Questa visione sistemica, queste linee etiche e metodologiche sono ben chiare a chi con Maccacaro ha lavorato, cooperato, qualche vota anche litigato (era un grande seduttore ma non sempre aveva un carattere facile). Ognuno di noi del gruppo di Sapere ha, nel suo campo e col suo stile personale, seguitato a muoversi in base a quelle linee e a trasmetterle ai propri più giovani collaboratori, i quali a loro volta la adatteranno alla realtà in cui si troveranno ad agire quando il modo con cui oggi ci esprimiamo e operiamo apparirà lontano e datato. Ma a quell’epoca anche noi non ci saremo più.

Fin che ci siamo però continueremo a ripeterlo e a insegnarlo: il potere è più debole proprio là dove appare più forte, e cioè nella struttura sistemica che rende la stabilità di ogni elemento determinante per l’intero sistema. Indicare mondi possibili alternativi è già una sfida, un inizio di lotta, una scommessa per il cambiamento.

Il cambiamento non dovrebbe tuttavia essere fine a se stesso né tanto meno venire astutamente pilotato per il nostro vantaggio personale: non vogliamo diventare un nuovo potere; preferiamo restare un contropotere, rimanere “dalla parte del torto”.

Se questa è la scelta, ogni scommessa per il cambiamento non può non basarsi, e Maccacaro lo ha mostrato con il pensiero e con l’azione per tutta la vita, su linee etiche rigorose.

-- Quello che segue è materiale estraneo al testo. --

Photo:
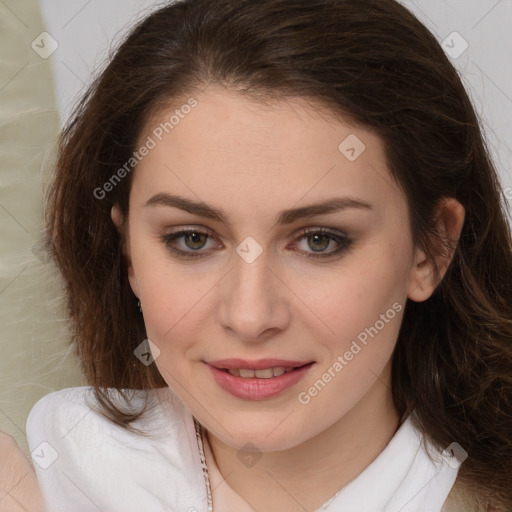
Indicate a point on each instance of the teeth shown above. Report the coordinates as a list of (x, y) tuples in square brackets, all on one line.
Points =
[(267, 373)]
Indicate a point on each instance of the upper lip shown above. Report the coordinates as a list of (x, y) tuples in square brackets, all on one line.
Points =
[(259, 364)]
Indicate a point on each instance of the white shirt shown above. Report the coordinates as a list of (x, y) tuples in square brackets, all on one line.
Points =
[(85, 463)]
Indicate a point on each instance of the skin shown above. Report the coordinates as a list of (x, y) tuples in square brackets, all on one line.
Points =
[(252, 161), (19, 490)]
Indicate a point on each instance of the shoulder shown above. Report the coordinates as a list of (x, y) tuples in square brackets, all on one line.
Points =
[(79, 452), (71, 409)]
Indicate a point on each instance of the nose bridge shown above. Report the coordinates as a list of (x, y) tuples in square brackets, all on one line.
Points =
[(253, 301)]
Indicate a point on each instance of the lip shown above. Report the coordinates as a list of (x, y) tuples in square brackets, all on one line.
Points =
[(259, 364), (255, 388)]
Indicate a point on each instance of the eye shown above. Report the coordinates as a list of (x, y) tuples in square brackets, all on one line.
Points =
[(192, 241), (321, 239), (189, 243)]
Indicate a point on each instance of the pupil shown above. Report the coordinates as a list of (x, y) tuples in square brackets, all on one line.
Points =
[(196, 239), (319, 246)]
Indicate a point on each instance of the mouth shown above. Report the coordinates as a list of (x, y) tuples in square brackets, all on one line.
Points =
[(265, 373), (269, 379)]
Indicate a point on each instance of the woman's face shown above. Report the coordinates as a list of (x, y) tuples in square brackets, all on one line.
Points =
[(260, 232)]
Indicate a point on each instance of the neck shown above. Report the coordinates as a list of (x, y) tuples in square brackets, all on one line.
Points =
[(305, 476)]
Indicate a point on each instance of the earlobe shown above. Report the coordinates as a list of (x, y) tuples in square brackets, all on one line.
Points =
[(117, 217), (449, 222)]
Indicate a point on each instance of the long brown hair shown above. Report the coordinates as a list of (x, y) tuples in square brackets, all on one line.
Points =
[(372, 61)]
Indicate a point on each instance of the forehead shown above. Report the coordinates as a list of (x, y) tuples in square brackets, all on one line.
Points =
[(227, 143)]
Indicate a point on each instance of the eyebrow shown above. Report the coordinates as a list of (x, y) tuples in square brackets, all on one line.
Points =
[(284, 217)]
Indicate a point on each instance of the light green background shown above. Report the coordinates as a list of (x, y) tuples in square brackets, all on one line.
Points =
[(35, 355)]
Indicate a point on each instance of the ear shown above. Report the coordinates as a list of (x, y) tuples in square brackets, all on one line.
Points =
[(118, 220), (449, 221)]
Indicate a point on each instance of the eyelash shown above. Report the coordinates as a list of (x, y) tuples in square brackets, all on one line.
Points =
[(344, 242)]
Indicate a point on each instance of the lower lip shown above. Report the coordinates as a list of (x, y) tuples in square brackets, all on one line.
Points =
[(253, 388)]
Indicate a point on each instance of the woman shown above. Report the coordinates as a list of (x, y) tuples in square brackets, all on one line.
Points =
[(298, 198), (19, 490)]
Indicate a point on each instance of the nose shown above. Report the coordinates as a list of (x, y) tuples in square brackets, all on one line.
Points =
[(254, 304)]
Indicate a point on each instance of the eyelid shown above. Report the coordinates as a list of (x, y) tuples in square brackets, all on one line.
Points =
[(341, 238)]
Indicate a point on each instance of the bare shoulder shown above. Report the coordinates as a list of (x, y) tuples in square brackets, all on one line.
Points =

Non vorrei terminare questo ricordo lasciando in chi legge l’idea che Giulio Maccacaro fosse si una grande personalità ma sul piano umano si comportasse come un pensatore freddo e rigoroso, uno scienziato, un razionalista: tutto sommato una sorta di moralista sia pur nel senso positivo dei moralisti francesi del Seicento. Nessuno di quelli che lo hanno conosciuto potrebbe ridurlo entro questi limiti, ma a leggere queste note ci saranno molte persone nate dopo la sua morte, e rendere la ricchezza di una relazione per iscritto, se non si è un poeta o uno scrittore, è tutt’altro che facile.

Giulio era in realtà un uomo di profonde per quanto timide emozioni e un uomo intensamente relazionale.

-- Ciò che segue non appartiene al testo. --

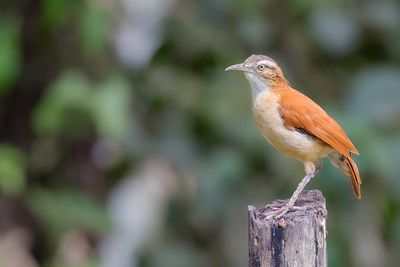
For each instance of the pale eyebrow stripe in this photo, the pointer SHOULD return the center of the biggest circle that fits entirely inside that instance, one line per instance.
(268, 63)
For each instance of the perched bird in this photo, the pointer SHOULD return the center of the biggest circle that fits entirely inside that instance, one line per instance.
(295, 125)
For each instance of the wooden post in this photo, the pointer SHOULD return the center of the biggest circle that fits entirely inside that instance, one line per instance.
(298, 239)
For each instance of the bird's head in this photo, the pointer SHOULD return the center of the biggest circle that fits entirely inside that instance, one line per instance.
(260, 66)
(261, 71)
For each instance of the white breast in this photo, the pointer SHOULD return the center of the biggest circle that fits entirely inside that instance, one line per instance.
(288, 141)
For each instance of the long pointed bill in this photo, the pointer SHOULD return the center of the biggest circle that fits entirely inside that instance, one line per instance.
(238, 67)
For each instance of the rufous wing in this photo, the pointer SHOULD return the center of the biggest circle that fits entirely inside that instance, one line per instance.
(299, 111)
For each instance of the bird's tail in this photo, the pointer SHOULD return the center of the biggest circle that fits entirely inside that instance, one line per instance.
(349, 167)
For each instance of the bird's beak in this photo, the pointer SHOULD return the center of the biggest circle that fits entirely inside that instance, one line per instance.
(238, 67)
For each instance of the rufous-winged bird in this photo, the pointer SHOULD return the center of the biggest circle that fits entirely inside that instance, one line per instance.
(295, 125)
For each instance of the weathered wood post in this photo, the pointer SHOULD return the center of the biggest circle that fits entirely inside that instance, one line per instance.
(298, 239)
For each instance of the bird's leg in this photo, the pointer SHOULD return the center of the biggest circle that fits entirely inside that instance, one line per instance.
(312, 169)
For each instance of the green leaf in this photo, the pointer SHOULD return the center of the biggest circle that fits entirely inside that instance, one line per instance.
(93, 29)
(12, 170)
(112, 108)
(66, 103)
(63, 211)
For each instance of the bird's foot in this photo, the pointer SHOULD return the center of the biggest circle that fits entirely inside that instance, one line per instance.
(278, 211)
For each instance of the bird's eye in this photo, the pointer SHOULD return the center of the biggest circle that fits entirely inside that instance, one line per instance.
(261, 67)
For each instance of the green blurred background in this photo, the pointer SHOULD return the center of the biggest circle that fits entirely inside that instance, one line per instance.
(124, 143)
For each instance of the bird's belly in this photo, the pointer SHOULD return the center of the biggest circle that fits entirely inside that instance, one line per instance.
(289, 142)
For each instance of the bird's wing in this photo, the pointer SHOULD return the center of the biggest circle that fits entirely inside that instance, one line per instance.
(298, 111)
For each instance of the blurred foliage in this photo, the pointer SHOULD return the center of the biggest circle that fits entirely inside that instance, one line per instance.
(92, 89)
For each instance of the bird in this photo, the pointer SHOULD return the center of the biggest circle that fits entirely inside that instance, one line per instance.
(296, 126)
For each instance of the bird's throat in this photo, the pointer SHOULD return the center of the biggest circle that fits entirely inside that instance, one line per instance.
(258, 85)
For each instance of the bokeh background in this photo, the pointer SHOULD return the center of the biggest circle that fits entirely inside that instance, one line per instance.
(124, 143)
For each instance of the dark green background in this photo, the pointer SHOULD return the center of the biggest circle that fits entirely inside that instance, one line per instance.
(75, 122)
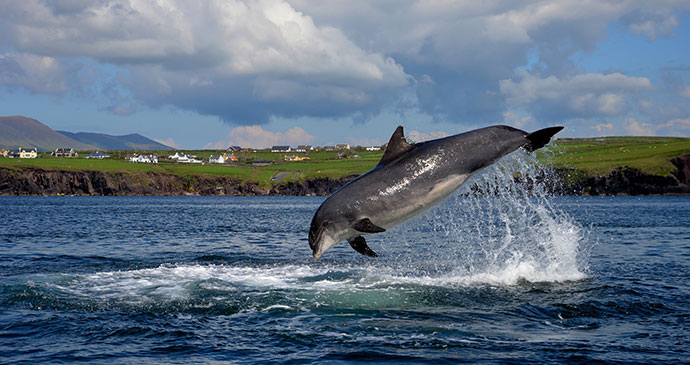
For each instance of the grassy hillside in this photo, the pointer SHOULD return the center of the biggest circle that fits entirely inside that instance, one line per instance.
(109, 143)
(18, 131)
(601, 155)
(590, 155)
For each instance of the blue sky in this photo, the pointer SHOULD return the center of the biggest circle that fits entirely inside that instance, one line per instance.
(256, 73)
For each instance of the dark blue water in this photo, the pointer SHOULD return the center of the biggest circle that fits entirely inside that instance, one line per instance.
(201, 279)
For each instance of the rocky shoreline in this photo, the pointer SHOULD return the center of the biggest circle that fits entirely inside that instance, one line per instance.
(35, 181)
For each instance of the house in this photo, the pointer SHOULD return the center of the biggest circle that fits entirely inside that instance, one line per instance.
(98, 155)
(216, 159)
(64, 152)
(27, 153)
(144, 159)
(295, 158)
(281, 149)
(182, 158)
(177, 155)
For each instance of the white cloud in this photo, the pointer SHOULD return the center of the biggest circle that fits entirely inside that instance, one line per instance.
(518, 121)
(635, 128)
(38, 74)
(264, 55)
(652, 23)
(247, 61)
(685, 91)
(680, 123)
(585, 95)
(601, 128)
(168, 142)
(255, 136)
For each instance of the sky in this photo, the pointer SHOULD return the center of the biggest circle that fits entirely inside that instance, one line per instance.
(209, 74)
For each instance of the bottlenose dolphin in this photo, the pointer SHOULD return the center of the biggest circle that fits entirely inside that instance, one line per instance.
(409, 179)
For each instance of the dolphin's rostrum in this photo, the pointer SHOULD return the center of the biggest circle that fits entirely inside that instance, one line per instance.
(409, 179)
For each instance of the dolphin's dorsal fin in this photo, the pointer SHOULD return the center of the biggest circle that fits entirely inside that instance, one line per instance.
(366, 226)
(360, 245)
(396, 146)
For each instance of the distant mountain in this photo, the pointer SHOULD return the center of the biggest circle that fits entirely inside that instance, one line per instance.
(109, 143)
(17, 131)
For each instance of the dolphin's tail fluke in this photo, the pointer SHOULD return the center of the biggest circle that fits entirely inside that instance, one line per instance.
(540, 138)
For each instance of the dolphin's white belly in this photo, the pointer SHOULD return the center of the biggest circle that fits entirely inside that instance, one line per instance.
(415, 199)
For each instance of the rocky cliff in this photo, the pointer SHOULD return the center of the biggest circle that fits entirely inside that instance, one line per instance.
(34, 181)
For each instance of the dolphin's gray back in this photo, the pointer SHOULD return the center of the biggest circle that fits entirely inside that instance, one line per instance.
(424, 175)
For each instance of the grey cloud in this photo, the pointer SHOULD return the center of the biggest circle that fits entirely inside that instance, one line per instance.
(580, 96)
(38, 74)
(247, 61)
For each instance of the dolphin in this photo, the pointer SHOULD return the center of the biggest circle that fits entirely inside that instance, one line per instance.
(409, 179)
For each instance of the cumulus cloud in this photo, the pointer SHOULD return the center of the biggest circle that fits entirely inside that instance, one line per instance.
(652, 23)
(255, 136)
(603, 127)
(168, 142)
(247, 61)
(685, 91)
(38, 74)
(586, 95)
(636, 128)
(244, 61)
(516, 120)
(680, 123)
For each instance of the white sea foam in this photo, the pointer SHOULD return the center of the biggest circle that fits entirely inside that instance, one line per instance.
(502, 239)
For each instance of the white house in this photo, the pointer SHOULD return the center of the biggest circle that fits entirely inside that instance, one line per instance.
(216, 159)
(27, 153)
(182, 158)
(98, 155)
(281, 149)
(144, 159)
(176, 156)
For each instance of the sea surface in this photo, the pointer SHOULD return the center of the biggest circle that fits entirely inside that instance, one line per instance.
(507, 278)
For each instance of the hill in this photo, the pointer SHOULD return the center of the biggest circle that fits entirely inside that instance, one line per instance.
(111, 143)
(17, 131)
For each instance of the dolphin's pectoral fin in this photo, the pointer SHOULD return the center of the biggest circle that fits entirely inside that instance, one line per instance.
(365, 225)
(360, 245)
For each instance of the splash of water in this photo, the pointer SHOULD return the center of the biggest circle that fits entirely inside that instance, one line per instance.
(510, 232)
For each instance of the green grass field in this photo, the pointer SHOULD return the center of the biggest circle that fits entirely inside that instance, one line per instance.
(602, 155)
(590, 155)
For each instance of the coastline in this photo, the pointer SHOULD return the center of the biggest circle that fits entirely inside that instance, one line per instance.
(559, 181)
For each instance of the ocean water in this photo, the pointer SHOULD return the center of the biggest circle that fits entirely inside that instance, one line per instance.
(512, 277)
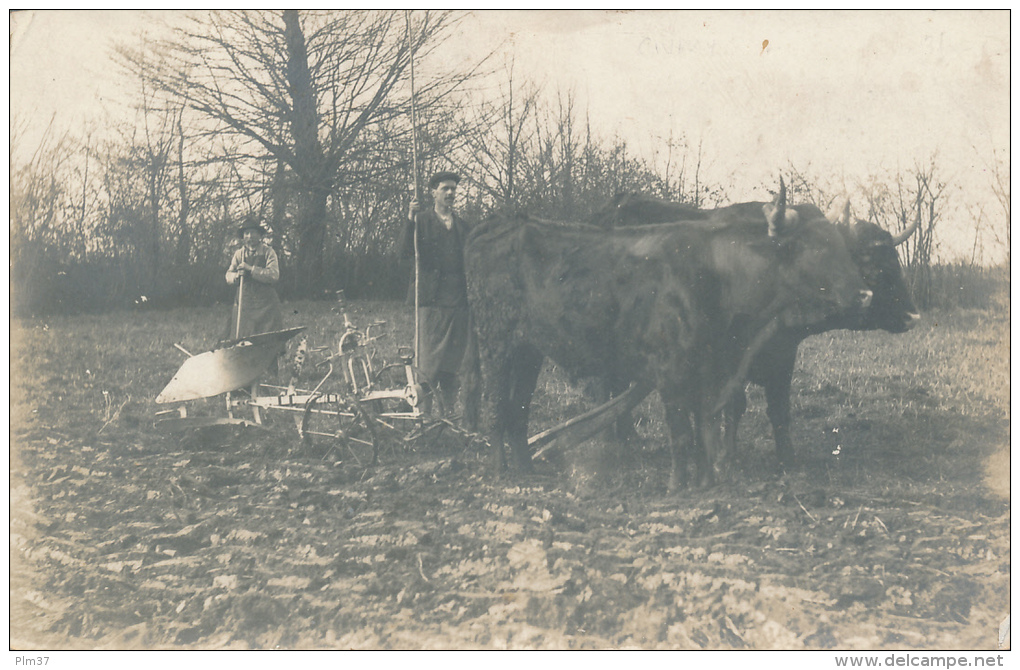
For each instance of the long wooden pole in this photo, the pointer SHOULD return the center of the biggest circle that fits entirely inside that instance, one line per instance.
(414, 171)
(241, 293)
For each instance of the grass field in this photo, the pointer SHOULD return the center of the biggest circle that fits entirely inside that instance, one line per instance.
(893, 533)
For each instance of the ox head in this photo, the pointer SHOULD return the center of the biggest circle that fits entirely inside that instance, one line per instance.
(821, 286)
(873, 250)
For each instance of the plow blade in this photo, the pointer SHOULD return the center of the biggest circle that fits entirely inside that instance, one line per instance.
(590, 423)
(232, 366)
(176, 424)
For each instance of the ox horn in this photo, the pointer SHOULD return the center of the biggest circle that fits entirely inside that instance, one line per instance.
(775, 213)
(902, 238)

Non vorrei tralasciare questi aspetti del suo carattere, trascurando i quali è difficile spiegare il fascino che Giulio ha esercitato su molti di noi; chiuderò quindi con le sue parole in un ambito forse inatteso:

A me sembra di capire che anche l’intelligenza è nata dall’amore come l’amore è nato dal sesso e il sesso dalla vita.

E mi sembra che capirlo sia buono perché, almeno un po’, liberatorio (…)

Ed è questo un altro modo – non più soltanto genetico ma propriamente umano – di intendere il sesso come fantasia della vita (il corsivo è mio) purché sia una fantasia d’amore tra soggetti che rimangono tali, nell’offerta e nella consumazione di un dono reciproco.